There’s a strong generational divide here, a really different take on what those terms mean, and whether they apply. When I was talking to a group of senior men and women, I was burbling away about being queer, and sensed that something wasn’t right, and it turned out they didn’t like the term ‘queer’, they were very proud of being gay or lesbian, this is what they had fought for, and they didn’t want to be associated with ‘queer’ because the term was used against them in their day. But I’m happy to use it, and about myself, and it’s currently the respectable word to use in academic publications. 

‘Homosexual’ is regarded as outdated and ‘gay’ is associated with a kind of cultural politics, like gay marriage, and expenditure and mortgages, and mainstream acceptance. It can indicate a narrow vision of culture.
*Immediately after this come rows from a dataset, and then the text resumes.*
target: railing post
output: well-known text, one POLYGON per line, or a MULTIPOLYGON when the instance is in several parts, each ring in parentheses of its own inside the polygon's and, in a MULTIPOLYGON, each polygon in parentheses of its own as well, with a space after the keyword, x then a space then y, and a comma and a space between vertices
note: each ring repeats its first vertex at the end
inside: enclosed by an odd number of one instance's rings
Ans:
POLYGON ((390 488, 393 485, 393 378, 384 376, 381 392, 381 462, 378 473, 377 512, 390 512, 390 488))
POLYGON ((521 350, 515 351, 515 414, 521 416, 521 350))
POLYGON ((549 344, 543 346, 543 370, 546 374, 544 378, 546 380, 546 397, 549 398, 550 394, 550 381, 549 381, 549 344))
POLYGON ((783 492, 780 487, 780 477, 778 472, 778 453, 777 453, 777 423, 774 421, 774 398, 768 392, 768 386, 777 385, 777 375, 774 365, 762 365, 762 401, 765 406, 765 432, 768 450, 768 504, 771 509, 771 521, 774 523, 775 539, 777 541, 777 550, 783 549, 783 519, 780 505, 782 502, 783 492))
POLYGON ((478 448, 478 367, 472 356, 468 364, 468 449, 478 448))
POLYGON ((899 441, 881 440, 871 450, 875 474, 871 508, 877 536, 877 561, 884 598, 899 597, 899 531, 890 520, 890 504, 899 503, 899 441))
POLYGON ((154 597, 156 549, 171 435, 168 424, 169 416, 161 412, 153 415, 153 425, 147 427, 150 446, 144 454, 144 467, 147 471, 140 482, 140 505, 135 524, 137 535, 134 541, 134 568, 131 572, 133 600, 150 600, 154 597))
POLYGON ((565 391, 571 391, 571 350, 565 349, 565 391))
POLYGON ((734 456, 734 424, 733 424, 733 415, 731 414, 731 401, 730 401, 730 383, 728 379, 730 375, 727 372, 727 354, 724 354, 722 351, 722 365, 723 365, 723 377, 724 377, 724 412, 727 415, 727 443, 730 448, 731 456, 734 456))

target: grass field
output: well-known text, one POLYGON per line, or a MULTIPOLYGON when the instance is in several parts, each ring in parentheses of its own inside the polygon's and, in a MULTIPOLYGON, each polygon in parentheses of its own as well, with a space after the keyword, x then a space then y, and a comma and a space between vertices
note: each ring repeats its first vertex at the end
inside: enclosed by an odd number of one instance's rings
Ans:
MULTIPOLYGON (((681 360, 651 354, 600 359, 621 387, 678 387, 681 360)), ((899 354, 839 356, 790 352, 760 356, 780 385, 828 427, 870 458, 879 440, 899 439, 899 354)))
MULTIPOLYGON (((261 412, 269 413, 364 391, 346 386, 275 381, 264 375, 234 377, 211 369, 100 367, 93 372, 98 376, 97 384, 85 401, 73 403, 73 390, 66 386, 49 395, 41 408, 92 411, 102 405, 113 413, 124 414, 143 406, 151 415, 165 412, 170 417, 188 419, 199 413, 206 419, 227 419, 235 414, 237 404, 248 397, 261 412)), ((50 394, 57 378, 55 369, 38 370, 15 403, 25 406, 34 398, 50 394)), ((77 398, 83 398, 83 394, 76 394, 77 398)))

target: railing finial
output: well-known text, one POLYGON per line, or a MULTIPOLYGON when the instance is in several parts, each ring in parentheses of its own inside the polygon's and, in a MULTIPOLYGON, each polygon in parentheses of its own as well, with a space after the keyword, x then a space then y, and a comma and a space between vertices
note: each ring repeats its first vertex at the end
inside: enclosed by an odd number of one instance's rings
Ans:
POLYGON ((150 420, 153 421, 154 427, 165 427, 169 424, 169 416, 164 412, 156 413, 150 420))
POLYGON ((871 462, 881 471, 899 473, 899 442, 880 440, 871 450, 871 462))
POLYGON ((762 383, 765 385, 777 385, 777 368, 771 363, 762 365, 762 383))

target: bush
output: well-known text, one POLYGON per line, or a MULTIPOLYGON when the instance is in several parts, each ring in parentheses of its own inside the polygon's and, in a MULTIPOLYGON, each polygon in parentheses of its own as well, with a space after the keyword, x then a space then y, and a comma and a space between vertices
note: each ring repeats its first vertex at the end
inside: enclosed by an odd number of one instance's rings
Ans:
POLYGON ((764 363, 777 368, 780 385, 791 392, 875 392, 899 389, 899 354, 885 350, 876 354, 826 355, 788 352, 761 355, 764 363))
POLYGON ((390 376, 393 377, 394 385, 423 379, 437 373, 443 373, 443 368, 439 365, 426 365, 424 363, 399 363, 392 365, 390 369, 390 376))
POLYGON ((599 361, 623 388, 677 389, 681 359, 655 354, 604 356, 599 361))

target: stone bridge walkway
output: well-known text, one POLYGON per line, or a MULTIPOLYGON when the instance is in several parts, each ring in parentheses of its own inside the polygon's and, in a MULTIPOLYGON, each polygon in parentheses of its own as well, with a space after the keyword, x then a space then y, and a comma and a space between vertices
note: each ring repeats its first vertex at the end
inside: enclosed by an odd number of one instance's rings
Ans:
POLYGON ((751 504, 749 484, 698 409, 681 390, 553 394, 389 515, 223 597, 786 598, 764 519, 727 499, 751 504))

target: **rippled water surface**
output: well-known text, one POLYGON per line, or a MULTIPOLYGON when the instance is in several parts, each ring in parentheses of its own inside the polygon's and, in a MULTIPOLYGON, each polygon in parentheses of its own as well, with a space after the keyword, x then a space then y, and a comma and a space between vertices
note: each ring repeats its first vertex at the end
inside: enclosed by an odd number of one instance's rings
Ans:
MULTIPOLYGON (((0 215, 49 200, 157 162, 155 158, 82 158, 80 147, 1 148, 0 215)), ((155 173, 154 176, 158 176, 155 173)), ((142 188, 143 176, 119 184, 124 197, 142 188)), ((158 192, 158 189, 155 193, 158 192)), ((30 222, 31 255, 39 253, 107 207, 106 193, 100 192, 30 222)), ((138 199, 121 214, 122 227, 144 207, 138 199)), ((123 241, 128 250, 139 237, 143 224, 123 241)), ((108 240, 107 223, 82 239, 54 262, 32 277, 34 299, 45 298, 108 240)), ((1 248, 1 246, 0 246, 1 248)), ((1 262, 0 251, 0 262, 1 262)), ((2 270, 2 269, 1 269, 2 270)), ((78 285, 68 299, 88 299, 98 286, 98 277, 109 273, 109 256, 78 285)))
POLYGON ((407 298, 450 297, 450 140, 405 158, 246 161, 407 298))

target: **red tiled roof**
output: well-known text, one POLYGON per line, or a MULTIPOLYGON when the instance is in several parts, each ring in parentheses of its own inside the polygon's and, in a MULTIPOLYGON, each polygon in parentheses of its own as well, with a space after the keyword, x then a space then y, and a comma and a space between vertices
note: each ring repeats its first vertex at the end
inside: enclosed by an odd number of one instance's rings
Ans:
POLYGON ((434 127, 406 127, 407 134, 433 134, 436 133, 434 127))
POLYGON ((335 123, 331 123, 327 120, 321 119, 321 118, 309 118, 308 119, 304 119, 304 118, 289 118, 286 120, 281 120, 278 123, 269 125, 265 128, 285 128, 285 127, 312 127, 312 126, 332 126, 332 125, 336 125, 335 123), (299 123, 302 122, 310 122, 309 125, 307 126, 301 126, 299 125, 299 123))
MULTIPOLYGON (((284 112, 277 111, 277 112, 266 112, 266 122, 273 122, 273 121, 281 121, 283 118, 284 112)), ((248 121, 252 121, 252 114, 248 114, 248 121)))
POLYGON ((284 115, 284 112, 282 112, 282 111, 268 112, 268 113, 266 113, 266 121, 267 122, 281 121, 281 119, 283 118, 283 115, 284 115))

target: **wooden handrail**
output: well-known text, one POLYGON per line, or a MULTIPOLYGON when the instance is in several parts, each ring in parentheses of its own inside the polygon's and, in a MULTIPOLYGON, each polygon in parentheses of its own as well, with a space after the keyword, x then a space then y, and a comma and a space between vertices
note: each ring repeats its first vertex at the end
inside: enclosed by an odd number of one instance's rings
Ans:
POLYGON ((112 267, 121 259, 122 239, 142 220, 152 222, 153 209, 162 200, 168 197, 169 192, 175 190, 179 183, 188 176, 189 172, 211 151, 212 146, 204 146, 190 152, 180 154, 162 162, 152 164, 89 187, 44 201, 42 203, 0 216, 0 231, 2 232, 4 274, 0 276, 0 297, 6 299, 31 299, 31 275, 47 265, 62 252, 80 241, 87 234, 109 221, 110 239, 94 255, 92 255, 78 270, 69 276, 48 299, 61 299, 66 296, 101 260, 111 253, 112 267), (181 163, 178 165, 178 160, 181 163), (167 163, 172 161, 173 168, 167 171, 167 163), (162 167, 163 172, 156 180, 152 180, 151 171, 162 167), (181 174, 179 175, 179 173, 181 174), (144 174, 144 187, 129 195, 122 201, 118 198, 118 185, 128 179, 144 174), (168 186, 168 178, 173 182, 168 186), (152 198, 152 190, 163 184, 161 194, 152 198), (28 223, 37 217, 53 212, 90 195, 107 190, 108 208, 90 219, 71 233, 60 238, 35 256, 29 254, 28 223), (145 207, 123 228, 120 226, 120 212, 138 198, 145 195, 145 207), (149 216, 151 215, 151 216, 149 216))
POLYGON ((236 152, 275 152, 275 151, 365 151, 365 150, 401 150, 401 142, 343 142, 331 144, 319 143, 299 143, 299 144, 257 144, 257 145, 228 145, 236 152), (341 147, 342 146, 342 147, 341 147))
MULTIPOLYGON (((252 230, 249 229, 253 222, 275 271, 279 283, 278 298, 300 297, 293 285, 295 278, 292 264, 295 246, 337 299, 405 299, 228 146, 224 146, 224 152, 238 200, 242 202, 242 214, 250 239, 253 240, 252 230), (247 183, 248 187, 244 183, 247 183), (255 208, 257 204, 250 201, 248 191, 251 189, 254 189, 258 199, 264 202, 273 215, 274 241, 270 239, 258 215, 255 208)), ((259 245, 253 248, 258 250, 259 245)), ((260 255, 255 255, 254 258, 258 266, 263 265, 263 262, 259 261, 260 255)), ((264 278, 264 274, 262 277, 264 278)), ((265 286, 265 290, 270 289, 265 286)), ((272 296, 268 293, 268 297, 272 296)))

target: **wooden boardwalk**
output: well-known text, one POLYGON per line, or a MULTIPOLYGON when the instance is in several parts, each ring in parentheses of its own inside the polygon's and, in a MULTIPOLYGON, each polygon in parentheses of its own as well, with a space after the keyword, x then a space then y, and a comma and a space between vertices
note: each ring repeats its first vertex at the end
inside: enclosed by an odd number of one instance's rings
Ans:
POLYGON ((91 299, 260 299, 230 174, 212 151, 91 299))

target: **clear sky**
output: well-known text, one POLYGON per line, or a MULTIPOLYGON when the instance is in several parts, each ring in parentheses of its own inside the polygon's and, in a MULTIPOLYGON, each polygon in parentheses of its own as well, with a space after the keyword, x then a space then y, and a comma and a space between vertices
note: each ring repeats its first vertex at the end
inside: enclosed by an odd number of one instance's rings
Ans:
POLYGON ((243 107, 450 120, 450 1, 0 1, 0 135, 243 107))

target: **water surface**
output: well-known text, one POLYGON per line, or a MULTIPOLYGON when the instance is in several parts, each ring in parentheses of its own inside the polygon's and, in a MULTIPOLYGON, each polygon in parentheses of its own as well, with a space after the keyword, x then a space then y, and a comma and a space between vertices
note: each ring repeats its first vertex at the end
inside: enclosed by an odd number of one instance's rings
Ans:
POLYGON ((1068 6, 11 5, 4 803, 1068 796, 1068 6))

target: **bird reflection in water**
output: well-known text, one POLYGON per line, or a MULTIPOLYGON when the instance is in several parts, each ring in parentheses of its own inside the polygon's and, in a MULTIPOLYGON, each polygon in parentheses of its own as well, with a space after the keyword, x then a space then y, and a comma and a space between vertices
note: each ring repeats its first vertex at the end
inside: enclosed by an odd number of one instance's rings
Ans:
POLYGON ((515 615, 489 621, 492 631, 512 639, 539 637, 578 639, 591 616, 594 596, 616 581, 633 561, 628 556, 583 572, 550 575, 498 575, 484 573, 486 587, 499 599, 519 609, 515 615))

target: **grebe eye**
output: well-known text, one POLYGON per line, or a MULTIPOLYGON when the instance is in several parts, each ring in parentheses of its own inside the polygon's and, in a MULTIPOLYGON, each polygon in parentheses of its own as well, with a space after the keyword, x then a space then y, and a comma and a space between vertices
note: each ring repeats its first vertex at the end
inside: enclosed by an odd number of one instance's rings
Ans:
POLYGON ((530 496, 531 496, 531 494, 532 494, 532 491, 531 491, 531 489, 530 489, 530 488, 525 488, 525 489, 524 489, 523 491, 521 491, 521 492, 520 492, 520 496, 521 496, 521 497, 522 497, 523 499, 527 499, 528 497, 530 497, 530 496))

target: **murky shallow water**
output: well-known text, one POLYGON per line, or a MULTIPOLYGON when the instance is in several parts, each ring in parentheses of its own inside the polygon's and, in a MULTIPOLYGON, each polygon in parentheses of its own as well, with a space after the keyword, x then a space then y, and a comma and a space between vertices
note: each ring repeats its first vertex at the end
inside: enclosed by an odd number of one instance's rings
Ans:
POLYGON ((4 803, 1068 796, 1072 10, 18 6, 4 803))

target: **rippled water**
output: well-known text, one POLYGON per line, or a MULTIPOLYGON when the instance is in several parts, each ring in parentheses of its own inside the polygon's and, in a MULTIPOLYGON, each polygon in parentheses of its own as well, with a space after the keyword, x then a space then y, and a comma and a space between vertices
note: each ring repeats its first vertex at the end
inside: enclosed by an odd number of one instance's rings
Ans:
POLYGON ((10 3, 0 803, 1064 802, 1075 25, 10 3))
By way of another example, a group of Masters students that I recently met recognised the word ‘gay’ and three-quarters thought in a gay-straight binary manner, ‘I’m straight so I’m not gay’, but one quarter said no, I know and like the word ‘queer’, it’s very now, it’s about being disruptive and non-conformist, refusing to toe the line and to be identifiable or classifiable, to take charge of your own identity. 

T-shirt at Jerusalem Pride, 2012 (Photo: Neil Ward)

That’s where a queer mind might come in, a more androgynous and indeterminate thought-world, of people who don’t feel they fit neatly in a world of binary categories of male and female. They might be asexual too. There can be recognisable diversity within a single life, being fluid and variable, and perhaps changeable in the future. My friends don’t sit around saying ‘I’m gay’, and I don’t either, I don’t know the last time I used that phrase. I’d say I am queer. 

I also think you can be queer without sleeping with the same sex. Like, in society, there’s a deeply ingrained view that women are passive, but if you have the role of a dominatrix, a top, I think that’s also queer, because it challenges the norm of what a woman does in bed. A straight guy who wants to be fucked by a woman with a strap-on, I think that’s queer in our culture too.